Monday, February 15, 2010

Insights from a Greek Banker

The newspapers have us think that bankers were the winners. We did not do too poorly, but we are not the big winners. The big winners here are the baby boomers. That's because they have their name against some 80% of the value in all pension funds and insurance policies......

And if the banks had gone down, that's who holds their debt and much of their equity. Bottom line, had the banks gone down, no insurance product would be worth a penny more than the paper it's printed on. So basically, the 2008 bailout sacrificed business, i.e. our generation, but saved our parents. The US bailout was intergenerational transfer, pure and simple. Now, our parents did not have enough kids......

The past 10 years has been the story of their struggle to sell us their homes and their equities at the price that will allow them to retire conveniently as they turn 65. They've thrown low interest rates at us to induce us to borrow against the homes they are selling us, but that backfired because low rates have pushed down their bond returns and their dividends. And their stocks have not gone up in ten years. The final straw was going to be the decimation of their insurance contracts and pension plans, but Paulson, Bernanke and Geithner jumped in and saved them......

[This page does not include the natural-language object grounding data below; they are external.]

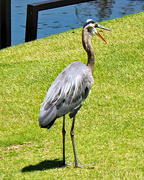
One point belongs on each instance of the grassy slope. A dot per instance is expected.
(109, 127)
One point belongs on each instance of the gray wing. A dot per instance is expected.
(66, 94)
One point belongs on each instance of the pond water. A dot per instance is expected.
(61, 19)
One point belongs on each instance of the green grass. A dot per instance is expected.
(109, 130)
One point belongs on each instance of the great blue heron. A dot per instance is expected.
(70, 88)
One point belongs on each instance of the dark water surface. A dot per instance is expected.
(61, 19)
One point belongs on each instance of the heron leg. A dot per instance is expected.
(63, 133)
(72, 137)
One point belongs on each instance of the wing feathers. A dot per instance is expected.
(66, 94)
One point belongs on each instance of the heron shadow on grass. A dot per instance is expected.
(47, 164)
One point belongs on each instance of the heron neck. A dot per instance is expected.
(86, 37)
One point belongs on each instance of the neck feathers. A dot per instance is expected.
(86, 37)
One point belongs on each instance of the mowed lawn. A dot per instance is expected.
(109, 128)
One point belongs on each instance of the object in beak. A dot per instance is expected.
(101, 27)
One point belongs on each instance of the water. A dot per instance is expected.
(61, 19)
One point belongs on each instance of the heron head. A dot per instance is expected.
(91, 26)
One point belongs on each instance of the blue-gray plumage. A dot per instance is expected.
(70, 88)
(66, 94)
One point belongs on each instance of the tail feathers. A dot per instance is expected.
(47, 117)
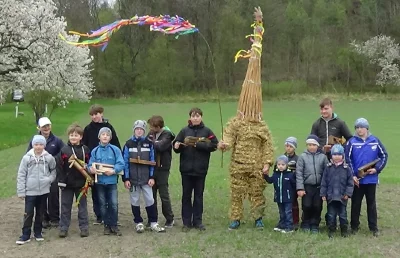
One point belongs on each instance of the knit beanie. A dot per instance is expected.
(282, 158)
(140, 124)
(362, 123)
(105, 130)
(292, 141)
(312, 139)
(337, 149)
(39, 139)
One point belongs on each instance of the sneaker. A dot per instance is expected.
(98, 221)
(45, 224)
(354, 231)
(140, 228)
(107, 231)
(84, 233)
(22, 240)
(259, 224)
(234, 225)
(115, 231)
(54, 224)
(200, 227)
(186, 228)
(63, 233)
(156, 228)
(169, 223)
(39, 237)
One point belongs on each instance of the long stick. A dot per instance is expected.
(218, 94)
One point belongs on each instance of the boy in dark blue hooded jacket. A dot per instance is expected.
(285, 188)
(336, 188)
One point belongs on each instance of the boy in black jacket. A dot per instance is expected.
(285, 188)
(336, 188)
(290, 152)
(72, 182)
(162, 138)
(194, 143)
(91, 140)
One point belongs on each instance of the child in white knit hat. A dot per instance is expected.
(35, 174)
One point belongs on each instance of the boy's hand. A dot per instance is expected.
(92, 170)
(127, 184)
(356, 181)
(301, 193)
(151, 182)
(176, 145)
(266, 169)
(109, 172)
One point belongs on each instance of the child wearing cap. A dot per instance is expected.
(285, 188)
(139, 176)
(51, 206)
(310, 166)
(290, 152)
(336, 188)
(360, 150)
(91, 140)
(107, 189)
(35, 174)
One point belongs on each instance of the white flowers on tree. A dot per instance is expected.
(385, 52)
(36, 60)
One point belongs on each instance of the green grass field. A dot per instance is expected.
(286, 118)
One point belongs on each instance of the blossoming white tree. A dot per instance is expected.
(384, 52)
(33, 57)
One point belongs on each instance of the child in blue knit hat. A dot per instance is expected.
(336, 188)
(285, 187)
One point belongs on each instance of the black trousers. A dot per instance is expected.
(51, 206)
(192, 213)
(369, 190)
(161, 186)
(312, 207)
(33, 204)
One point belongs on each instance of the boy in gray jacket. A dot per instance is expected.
(310, 166)
(35, 174)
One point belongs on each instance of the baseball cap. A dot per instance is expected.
(44, 121)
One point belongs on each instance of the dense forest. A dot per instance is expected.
(306, 45)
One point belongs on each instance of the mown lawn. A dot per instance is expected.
(286, 118)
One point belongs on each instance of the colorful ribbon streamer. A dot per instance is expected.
(163, 23)
(256, 38)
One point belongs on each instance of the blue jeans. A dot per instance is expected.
(108, 200)
(285, 216)
(32, 204)
(337, 208)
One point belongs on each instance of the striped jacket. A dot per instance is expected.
(359, 152)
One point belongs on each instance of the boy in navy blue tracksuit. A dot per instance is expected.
(336, 188)
(360, 150)
(285, 187)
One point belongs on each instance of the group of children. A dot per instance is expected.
(316, 179)
(145, 162)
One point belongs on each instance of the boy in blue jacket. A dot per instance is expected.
(139, 176)
(106, 186)
(360, 150)
(285, 187)
(336, 188)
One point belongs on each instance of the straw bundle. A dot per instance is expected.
(250, 100)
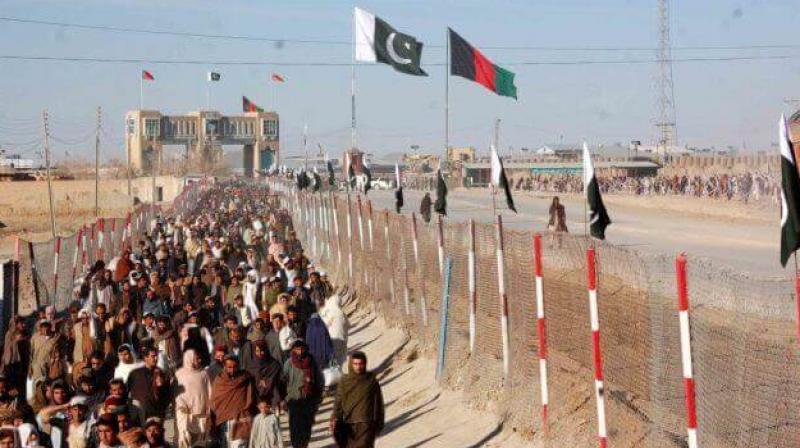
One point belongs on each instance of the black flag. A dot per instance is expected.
(598, 216)
(440, 205)
(367, 176)
(331, 174)
(790, 195)
(499, 179)
(377, 41)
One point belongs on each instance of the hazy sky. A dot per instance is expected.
(718, 103)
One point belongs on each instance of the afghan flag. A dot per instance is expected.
(466, 61)
(598, 216)
(790, 195)
(249, 106)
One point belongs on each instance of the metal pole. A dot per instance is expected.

Talk about the bankers is fashionable, but in the bigger scheme of things it was a side-show. It's pretty much the same with the Greek situation. Yes, we Greeks have been naughty. Yes, we are overindebted. Yes, we live above our means. But, much like the evil bankers, this has nothing whatsoever to do with Greece. That is my main thesis here. The Greek saga (for I refuse to see it as a tragedy) is all about saving the French and German baby boomers' retirement......

I hope we default and the country is freed from the curse of free money that befell it in 1980. Once our politicians have no more money to disburse to the oligarchs, we can start to be proud Europeans.